インディチャンプは祖母に、とにかくスピード能力を伝えるトキオリアリティーが入っている(同馬がステイゴールド系でもスピード型なのはこの馬の影響が大きい)。サンデーサイレンスの血でスピードを強化するよりも、欧州型の母系でスタミナと底力を強化する方が、配合のバランスが良くなるのかもしれない。ちなみに、タイセイボーグの母の父も欧州のマイル~二千四百㍍で活躍したアザムールだ。ひとまず、インディチャンプ産駒はサンデーサイレンスのクロスを内包しない配合が、より結果を出していることだけは覚えておいていい。
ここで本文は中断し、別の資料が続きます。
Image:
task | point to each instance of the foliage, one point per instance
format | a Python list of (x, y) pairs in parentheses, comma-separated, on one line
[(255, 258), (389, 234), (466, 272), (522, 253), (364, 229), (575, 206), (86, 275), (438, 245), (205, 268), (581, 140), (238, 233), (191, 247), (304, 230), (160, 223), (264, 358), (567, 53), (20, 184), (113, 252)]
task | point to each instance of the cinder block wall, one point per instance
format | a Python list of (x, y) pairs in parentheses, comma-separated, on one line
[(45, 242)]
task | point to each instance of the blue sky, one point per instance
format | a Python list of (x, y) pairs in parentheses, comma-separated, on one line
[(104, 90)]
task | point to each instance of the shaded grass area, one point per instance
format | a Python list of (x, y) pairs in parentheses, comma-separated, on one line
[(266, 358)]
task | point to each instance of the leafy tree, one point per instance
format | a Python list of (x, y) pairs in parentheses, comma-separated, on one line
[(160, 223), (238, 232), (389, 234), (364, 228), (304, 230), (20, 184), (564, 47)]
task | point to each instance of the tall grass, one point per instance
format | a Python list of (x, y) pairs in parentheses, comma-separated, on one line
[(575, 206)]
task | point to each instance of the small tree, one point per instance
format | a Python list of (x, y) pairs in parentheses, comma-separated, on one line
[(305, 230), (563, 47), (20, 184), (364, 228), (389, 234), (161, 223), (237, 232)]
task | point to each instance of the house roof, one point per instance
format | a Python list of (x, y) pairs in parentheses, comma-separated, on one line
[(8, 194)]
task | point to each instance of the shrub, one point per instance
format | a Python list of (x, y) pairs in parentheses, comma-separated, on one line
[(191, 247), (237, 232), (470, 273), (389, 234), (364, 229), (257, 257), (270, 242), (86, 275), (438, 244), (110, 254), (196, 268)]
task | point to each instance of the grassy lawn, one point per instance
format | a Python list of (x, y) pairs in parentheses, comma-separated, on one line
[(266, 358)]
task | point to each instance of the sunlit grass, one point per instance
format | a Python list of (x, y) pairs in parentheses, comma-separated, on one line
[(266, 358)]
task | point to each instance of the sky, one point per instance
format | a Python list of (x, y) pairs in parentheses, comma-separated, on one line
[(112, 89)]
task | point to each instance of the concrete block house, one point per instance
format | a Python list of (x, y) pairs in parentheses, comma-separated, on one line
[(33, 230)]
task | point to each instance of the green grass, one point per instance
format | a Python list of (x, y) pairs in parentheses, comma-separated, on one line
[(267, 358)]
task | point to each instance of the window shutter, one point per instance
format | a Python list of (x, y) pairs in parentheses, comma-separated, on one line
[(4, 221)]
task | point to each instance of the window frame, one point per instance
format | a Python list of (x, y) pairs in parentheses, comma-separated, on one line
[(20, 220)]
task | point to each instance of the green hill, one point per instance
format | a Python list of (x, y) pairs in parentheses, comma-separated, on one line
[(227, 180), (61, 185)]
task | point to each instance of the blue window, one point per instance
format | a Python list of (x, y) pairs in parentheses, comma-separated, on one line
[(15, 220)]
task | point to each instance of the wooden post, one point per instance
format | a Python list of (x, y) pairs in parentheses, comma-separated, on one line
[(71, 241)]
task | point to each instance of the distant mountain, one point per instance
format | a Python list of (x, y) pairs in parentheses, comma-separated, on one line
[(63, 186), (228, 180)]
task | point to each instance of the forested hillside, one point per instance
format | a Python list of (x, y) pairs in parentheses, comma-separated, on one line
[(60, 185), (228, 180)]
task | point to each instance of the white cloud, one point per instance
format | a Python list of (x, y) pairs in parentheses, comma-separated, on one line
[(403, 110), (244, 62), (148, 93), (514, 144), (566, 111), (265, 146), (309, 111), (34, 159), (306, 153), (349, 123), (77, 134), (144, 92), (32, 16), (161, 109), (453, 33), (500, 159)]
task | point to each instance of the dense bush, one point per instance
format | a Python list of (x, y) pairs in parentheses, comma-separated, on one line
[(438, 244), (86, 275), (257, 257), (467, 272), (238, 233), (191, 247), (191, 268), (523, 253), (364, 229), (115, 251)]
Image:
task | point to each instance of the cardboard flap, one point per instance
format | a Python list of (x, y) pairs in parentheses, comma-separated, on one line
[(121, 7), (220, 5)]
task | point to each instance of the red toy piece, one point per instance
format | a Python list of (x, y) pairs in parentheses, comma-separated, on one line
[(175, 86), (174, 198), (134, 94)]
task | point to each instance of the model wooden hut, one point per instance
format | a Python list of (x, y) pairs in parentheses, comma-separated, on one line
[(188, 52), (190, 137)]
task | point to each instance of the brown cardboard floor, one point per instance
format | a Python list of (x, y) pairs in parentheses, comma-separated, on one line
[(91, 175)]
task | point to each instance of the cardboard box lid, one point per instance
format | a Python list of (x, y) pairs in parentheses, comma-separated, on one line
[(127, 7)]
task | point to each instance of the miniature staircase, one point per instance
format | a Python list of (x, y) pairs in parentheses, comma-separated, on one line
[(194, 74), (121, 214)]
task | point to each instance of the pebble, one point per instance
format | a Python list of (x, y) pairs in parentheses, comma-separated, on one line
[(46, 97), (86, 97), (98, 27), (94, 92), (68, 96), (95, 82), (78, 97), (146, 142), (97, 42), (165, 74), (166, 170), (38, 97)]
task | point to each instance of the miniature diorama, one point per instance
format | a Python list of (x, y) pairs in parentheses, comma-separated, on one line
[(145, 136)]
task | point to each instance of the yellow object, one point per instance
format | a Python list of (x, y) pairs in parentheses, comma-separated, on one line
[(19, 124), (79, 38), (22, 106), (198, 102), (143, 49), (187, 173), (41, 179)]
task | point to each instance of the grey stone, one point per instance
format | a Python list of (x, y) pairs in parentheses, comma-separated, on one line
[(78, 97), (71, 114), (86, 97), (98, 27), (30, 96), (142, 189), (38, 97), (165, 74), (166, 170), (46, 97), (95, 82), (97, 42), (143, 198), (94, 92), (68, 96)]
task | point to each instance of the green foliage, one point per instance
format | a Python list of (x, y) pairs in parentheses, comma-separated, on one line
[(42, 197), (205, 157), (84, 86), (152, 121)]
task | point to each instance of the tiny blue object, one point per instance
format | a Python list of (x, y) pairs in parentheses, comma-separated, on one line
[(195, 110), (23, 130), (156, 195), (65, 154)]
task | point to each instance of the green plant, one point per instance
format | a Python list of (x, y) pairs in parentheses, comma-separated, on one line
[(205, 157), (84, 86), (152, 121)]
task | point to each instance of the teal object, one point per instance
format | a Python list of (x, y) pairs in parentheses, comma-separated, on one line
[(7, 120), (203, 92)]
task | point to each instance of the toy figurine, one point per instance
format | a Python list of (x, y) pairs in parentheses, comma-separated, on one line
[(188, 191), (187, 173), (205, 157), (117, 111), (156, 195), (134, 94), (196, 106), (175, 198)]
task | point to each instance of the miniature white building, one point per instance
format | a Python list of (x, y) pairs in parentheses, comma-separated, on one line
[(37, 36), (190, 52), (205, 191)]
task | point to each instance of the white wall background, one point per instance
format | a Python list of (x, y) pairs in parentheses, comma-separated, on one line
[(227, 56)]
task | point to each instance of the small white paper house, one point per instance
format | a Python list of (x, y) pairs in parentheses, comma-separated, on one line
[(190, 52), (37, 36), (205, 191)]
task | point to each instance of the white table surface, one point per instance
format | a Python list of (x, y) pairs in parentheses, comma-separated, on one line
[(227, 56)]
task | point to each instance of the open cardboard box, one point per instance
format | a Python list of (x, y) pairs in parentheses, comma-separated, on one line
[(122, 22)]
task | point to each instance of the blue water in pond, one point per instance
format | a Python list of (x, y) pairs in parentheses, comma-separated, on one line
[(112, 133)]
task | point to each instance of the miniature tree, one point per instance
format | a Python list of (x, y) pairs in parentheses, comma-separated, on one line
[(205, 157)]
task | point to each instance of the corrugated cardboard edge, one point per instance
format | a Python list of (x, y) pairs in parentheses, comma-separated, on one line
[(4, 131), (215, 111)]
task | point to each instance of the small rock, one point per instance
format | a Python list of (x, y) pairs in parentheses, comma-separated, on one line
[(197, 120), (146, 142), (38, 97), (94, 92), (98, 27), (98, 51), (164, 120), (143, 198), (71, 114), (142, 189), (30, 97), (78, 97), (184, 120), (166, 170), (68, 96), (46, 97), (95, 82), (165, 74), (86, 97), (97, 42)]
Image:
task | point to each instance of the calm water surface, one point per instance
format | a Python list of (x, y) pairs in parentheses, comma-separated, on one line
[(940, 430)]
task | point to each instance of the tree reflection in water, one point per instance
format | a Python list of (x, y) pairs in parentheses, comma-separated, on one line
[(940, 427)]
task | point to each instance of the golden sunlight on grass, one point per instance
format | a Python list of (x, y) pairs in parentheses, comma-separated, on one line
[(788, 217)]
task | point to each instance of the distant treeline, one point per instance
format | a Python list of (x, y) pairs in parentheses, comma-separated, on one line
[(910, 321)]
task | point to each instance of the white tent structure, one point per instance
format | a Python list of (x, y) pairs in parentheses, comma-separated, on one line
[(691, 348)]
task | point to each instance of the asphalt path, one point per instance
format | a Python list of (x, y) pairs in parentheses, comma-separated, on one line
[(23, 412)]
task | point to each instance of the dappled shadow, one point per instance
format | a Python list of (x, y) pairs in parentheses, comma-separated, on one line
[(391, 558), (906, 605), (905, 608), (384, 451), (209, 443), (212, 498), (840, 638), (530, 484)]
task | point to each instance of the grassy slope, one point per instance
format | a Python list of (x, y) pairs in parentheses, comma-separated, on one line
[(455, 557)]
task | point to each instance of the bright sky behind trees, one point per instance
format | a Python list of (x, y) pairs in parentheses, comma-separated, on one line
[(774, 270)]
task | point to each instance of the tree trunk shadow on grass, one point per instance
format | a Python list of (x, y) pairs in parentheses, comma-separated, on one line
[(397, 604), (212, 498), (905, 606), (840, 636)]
②着がモズアスコット産駒のトウシンマジック。父はフランケル×ヘネシーと欧州×米国のハイブリッド配合。父自身、芝ダートでGⅠを制しており、母系次第で様々な産駒を出す。例えばサドラーズウェルズの4×5を持つファウストラーゼンは二千㍍で重賞2勝。ミスプロの5×4を持つモズナナスターは6F戦で3勝といった具合だ。
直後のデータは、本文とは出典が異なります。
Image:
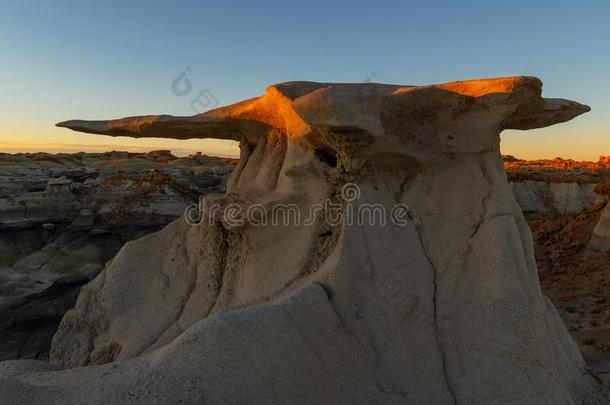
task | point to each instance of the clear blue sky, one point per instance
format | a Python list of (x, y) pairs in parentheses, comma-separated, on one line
[(107, 59)]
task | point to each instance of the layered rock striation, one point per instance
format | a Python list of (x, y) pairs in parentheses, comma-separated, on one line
[(440, 303)]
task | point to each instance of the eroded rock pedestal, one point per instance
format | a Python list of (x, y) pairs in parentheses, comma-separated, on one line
[(444, 309)]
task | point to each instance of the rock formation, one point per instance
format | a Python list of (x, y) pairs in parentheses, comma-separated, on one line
[(443, 308), (62, 217)]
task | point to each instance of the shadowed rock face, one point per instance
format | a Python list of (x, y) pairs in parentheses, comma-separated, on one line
[(442, 308)]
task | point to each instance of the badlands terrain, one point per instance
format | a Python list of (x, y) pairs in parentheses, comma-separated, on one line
[(63, 216), (444, 306)]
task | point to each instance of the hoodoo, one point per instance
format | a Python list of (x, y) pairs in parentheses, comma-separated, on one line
[(425, 291)]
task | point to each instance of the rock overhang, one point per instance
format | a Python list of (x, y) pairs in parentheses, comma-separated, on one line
[(367, 118)]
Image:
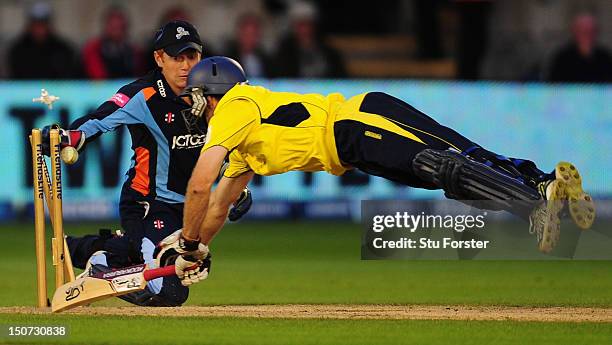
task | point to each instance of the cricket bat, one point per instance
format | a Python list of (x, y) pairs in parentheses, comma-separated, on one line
[(106, 284)]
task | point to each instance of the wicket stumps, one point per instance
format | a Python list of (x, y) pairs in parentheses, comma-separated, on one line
[(50, 189)]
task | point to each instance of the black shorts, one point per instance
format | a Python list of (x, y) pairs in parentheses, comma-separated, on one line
[(380, 152)]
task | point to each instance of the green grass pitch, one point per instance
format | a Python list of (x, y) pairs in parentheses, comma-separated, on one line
[(318, 262)]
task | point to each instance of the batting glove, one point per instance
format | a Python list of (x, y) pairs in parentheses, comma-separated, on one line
[(190, 270)]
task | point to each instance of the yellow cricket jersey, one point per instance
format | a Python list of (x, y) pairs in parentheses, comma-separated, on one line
[(275, 132)]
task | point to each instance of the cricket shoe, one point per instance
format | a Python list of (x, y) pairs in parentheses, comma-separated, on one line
[(90, 268), (545, 219), (580, 204)]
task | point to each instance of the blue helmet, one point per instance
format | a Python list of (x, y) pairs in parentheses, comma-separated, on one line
[(215, 75)]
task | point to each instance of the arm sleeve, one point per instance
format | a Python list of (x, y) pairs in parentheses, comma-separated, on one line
[(121, 109), (231, 124)]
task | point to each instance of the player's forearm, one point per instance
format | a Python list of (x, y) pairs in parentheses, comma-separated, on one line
[(196, 208)]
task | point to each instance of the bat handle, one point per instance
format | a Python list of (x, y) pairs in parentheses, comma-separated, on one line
[(165, 271)]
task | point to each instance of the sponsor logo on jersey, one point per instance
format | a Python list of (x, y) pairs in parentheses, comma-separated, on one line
[(161, 88), (188, 141), (180, 32), (159, 224), (120, 99)]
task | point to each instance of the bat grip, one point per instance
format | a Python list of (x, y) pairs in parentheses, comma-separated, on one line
[(165, 271)]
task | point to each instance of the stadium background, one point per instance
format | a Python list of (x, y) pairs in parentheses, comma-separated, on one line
[(444, 57), (481, 67)]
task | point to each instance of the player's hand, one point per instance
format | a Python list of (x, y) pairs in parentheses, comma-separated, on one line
[(191, 270), (175, 245), (74, 138), (241, 206)]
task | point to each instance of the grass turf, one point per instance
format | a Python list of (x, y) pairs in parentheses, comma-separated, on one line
[(146, 330), (257, 263), (275, 263)]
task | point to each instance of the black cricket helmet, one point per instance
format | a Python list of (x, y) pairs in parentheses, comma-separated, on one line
[(214, 75)]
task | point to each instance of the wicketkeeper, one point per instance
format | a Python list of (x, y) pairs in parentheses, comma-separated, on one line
[(268, 133), (166, 147)]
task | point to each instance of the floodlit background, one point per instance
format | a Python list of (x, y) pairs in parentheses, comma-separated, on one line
[(523, 78)]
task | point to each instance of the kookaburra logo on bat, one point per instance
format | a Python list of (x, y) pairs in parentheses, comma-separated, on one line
[(74, 292)]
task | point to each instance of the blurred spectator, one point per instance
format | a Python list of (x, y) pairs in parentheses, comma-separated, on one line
[(39, 53), (247, 48), (582, 60), (303, 53), (112, 55)]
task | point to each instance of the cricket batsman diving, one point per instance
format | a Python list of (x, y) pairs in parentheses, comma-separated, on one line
[(166, 148), (268, 133)]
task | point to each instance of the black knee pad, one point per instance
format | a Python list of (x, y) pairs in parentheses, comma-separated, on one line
[(464, 179)]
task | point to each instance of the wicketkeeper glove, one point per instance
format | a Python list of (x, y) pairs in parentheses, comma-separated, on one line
[(241, 206), (74, 138)]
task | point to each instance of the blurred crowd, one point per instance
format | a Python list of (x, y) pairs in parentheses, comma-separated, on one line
[(39, 52)]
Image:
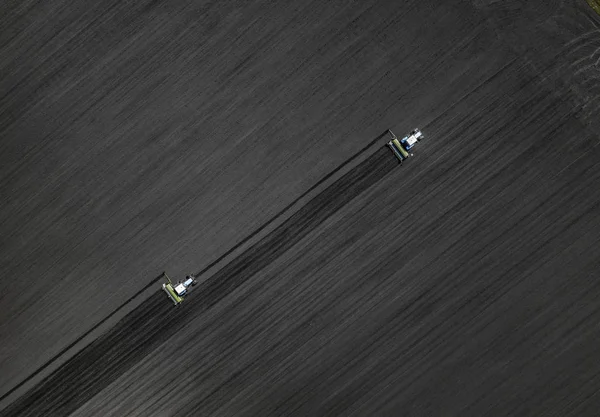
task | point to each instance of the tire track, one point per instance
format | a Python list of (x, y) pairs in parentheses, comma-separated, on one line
[(155, 320)]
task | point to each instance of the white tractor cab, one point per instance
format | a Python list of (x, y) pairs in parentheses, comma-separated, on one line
[(177, 291), (402, 147)]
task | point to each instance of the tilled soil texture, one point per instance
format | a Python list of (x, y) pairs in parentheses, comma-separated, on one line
[(150, 136)]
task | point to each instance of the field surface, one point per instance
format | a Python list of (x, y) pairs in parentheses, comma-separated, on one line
[(245, 141)]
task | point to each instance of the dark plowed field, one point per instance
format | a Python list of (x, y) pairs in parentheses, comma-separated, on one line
[(137, 137)]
トウシンマジックは母の父がエンパイアメーカーだから米国色の濃いスピード型だ。決め手勝負で勝ち馬にやや見劣ったものの、内容は上々。また、初戦が小雨混じりで時計のかかる馬場状態での勝利だったように、パワーもあるタイプ。タフな馬場になれば、より良さが生きるのではないか。
ミッキーアイル牝馬から3頭目の芝スプリント重賞馬が誕生
札幌で行われたキーンランドCはミッキーアイル産駒のサウンドモリアーナが重賞初制覇を決めた。
ミッキーアイル産駒は、牝馬と牡馬で得意条件がはっきりと違っている。産駒のコース別勝ち鞍トップ5見ると牡馬(騙馬)が阪神6Fダート、中山6Fダート、京都7Fダート、中京6Fダート、中山9Fダートとダートが中心なのに対して、牝馬は小倉6F芝、福島6F芝、函館6F芝、札幌6F芝、阪神7F芝、芝の短距離がメインとなる。
同産駒の牝馬ではメイケイエール、ナムラクレアなどのスプリンターがいるが、それに続く短距離のヒロインが登場した。
ちなみに、キーンランドCは23年にナムラクレアも制しており、サウンドモリアーナは初芝だった昨夏の札幌スポニチ賞をV。舞台適性も高かったのだろう。
ただし、前記のように好走実績には直線平坦なコースが多く、中山のスプリンターズSでは<0034>とやや甘さを見せている点には注意が必要だ。
昨年の勝ち馬パンジャタワーが②着。昨年同様ラストは伸びて来たが勝ち馬には届かなかった。差し切れなかった要因は昨年よりやや落ち着いたペースと、斤量が1㌔増えたことか。本番の中山は前半から下り坂で前傾ラップになりやすいレース。もともとスピード勝負に強いタワーオブロンドン産駒だけに、本番での逆転は十分にあるとみている。